# paint the shower tile



## brucejill (Dec 6, 2007)

Is there a paint that would hold to shower tile and if so what type of preperation would be necessary?


----------



## slickshift (Aug 25, 2005)

Not really no
Regardless of the claims of some manufacturers, and some DIY magazines, there's very few products that might hold to that surface in that environment
The only ones I'd say for sure are the modern modified epoxies
The BIN (shellac) and XIM (dunno what that is) primers _can_ hold, but no guarantees
You'd need to clean and scuff sand and clean again
The use the primer
Then use one tough 'paint'...like an enamel

I'd recommend going for the re-tile unless you are going for an artistic look
If you are going for the easy money saving way, I don't think coating them will be either


----------



## send_it_all (Apr 30, 2007)

Call a reglazing company. The one I use charges about 380 for a bathtub, and about 500 for a stall shower.
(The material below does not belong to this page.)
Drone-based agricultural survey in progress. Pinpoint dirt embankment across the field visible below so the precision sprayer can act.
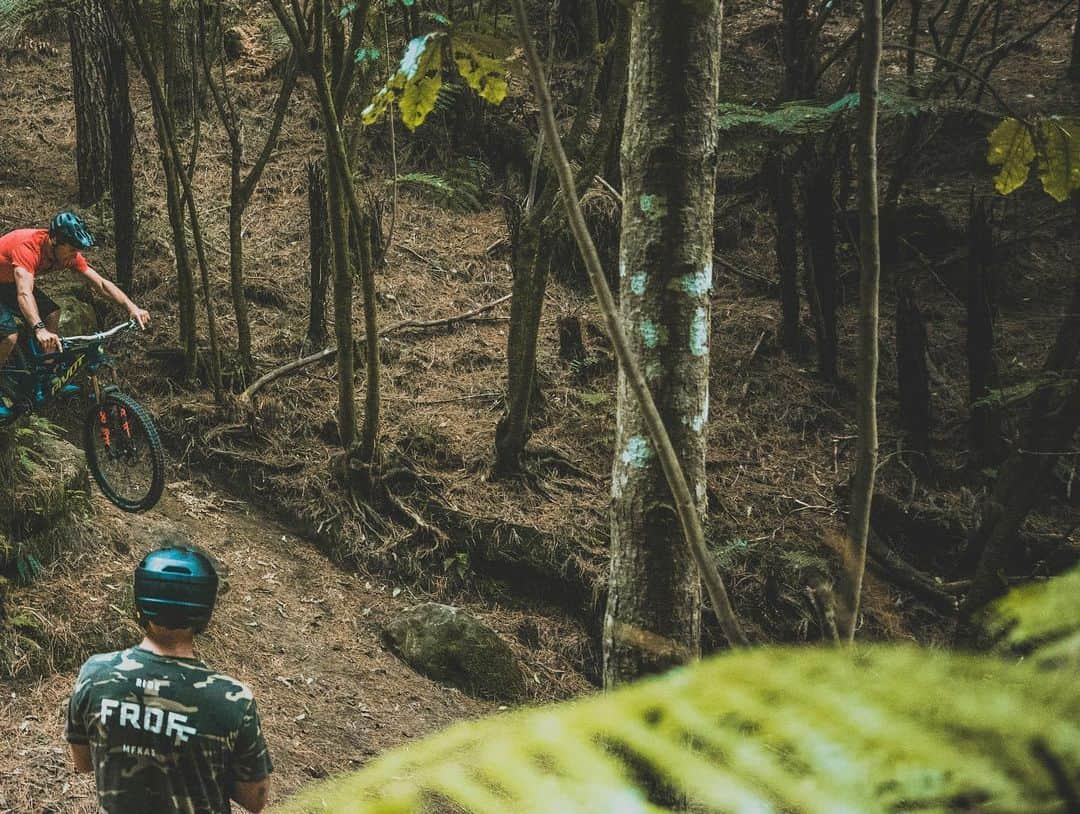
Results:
[0,481,588,814]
They warranty them for 5 years. I THINK it is a similar material to automotive paint that they use.


----------



## skinnyj41004 (Mar 18, 2007)

I do real estate management and use a company called royal finish. They can re-glaze tile and tubs. They charge about $400 for a tub and are a nationwide company. I believe they are based out of Texas.


----------



## slickshift (Aug 25, 2005)

I have seen those pro outfits work wonders


----------